The 2010s are officially behind us. We’re saying goodbye to a decade that birthed tons of fantastic games, and Nintendo was no slouch in releasing plenty of the most memorable titles. Beyond the best of the best like The Legend of Zelda: Breath of the Wild and Super Mario Odyssey, games like Xenoblade Chronicles stand at the top of their genre while new entries rejuvenated series like Donkey Kong Country and Fire Emblem. Hidden alongside these classics-in-the-making is Kid Icarus: Uprising, a spunky 3DS title from 2012 that does not enjoy a legacy matching its stunning quality or its strong initial sales and reception.
From the legendary Masahiro Sakurai and his team at Project Sora, Kid Icarus Uprising is a hybrid third-person shooter and rail shooter that draws players in with fast, addictive action and sweetens the package with hilarious voice acting, colorful and creative environments, and addictive scaling difficulties and weapon crafting systems. The unorthodox controls are an issue at first; many players, including me, played through hand cramps while adjusting to the game’s fast, twitchy stylus usage. Once hand muscles got used to the awkward, strained flexing, however, players were sucked into an energetic world teeming with mythological beasts and sarcastic back-and-forths.
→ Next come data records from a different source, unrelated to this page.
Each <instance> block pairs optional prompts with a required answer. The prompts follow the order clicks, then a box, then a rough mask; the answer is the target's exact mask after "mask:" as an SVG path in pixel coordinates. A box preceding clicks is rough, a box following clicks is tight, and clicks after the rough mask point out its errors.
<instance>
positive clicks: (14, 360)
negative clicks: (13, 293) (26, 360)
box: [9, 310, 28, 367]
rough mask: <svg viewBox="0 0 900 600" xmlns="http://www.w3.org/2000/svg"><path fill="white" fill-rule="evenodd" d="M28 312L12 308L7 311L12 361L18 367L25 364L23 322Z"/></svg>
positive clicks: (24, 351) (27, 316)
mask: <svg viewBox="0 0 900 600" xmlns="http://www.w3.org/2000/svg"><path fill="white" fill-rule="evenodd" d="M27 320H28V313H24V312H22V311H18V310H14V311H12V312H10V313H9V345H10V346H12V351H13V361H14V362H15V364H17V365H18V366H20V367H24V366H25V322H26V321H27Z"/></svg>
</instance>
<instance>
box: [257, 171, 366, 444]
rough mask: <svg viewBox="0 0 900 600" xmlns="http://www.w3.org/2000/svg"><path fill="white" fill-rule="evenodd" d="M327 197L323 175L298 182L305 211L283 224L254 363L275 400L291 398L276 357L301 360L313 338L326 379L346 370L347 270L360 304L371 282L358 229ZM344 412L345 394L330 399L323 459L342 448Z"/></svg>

While there are several amazing components under the game’s hood, the gameplay in Kid Icarus: Uprising steals the show. Fast-paced rail shooting and creative, heavily varied third-person segments were a joy to play again and again and again. Even after completing the single-player mode, I had no desire to put the title down, instead opting to spend hours and hours in multiplayer or pushing myself to experiment with the game’s many different weapon types while tackling levels at higher and higher difficulties.
Going into missions, you could set the game’s sliding difficulty scale wherever you wanted and then bet hearts, Kid Icarus: Uprising’s currency, on your beating the level. With your winnings, you could finance your growing armory by collecting and fusing weapon gems. Crafting stronger weapons gave you a better shot at a tougher difficulty the next go-around. You can see how the cycle repeated itself once or twice — or a few dozen times — while players were hooked on the incredible assortment of levels.
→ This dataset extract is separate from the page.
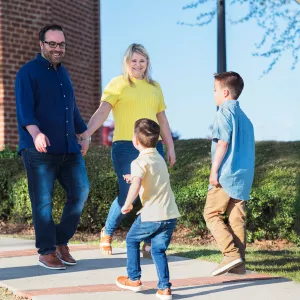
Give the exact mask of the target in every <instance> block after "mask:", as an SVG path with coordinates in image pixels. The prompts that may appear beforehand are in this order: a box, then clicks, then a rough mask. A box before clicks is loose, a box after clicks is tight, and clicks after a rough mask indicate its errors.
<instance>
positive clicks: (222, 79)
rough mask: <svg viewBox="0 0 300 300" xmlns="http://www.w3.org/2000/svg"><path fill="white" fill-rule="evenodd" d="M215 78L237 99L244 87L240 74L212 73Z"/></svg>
mask: <svg viewBox="0 0 300 300" xmlns="http://www.w3.org/2000/svg"><path fill="white" fill-rule="evenodd" d="M214 77H215V79H216V80H218V81H219V82H220V84H221V85H222V86H223V87H227V88H228V89H229V91H230V94H231V96H232V97H233V98H234V99H235V100H237V99H238V98H239V96H240V95H241V93H242V91H243V88H244V80H243V78H242V77H241V76H240V74H238V73H236V72H223V73H216V74H214Z"/></svg>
Combined with the stellar gameplay experience, the endearing charm in Kid Icarus: Uprising pushed the game to new heights and firmly established it as one of the best games on 3DS. Pit, Palutena, and the game’s many mythical heroes and villains always had something to say, and thanks to strong voice acting and a great script, that was a very good thing. Jokes were genuinely funny, Palutena was a believable mentor, and Pit gave off some seriously contagious and decidedly plucky enthusiasm as a developing warrior.
Aside from voice acting, towering bosses and the environments they inhabited built an adrenaline-pumping journey. Players traveled through massive coliseums, underwater palaces, cosmic seas, and a flaming underworld while facing legendary monsters like Hydra and Cerberus. In spectacle, personality, fun, and polish, Kid Icarus: Uprising is among the best of Nintendo’s 2010s efforts.
Unfortunately, Kid Icarus: Uprising faded from the public eye within a couple of years of its successful release, there was never any talk of a sequel or port, and there does not appear to be one on the horizon. What could have been the cornerstone of another reborn Nintendo IP was instead an exciting one-off return to an abandoned series. More content with Super Smash Bros., Sakurai seems quite satisfied with his one outing with Pit and co., and I don’t see how anyone can blame him for it. We got a self-contained, exciting foray into a mythical world of gods and beasts, with some of the best rail shooting since Star Fox 64 and some of Nintendo’s best third-person shooting, period. No matter what happens with the series in the future, Kid Icarus: Uprising is one heck of a game.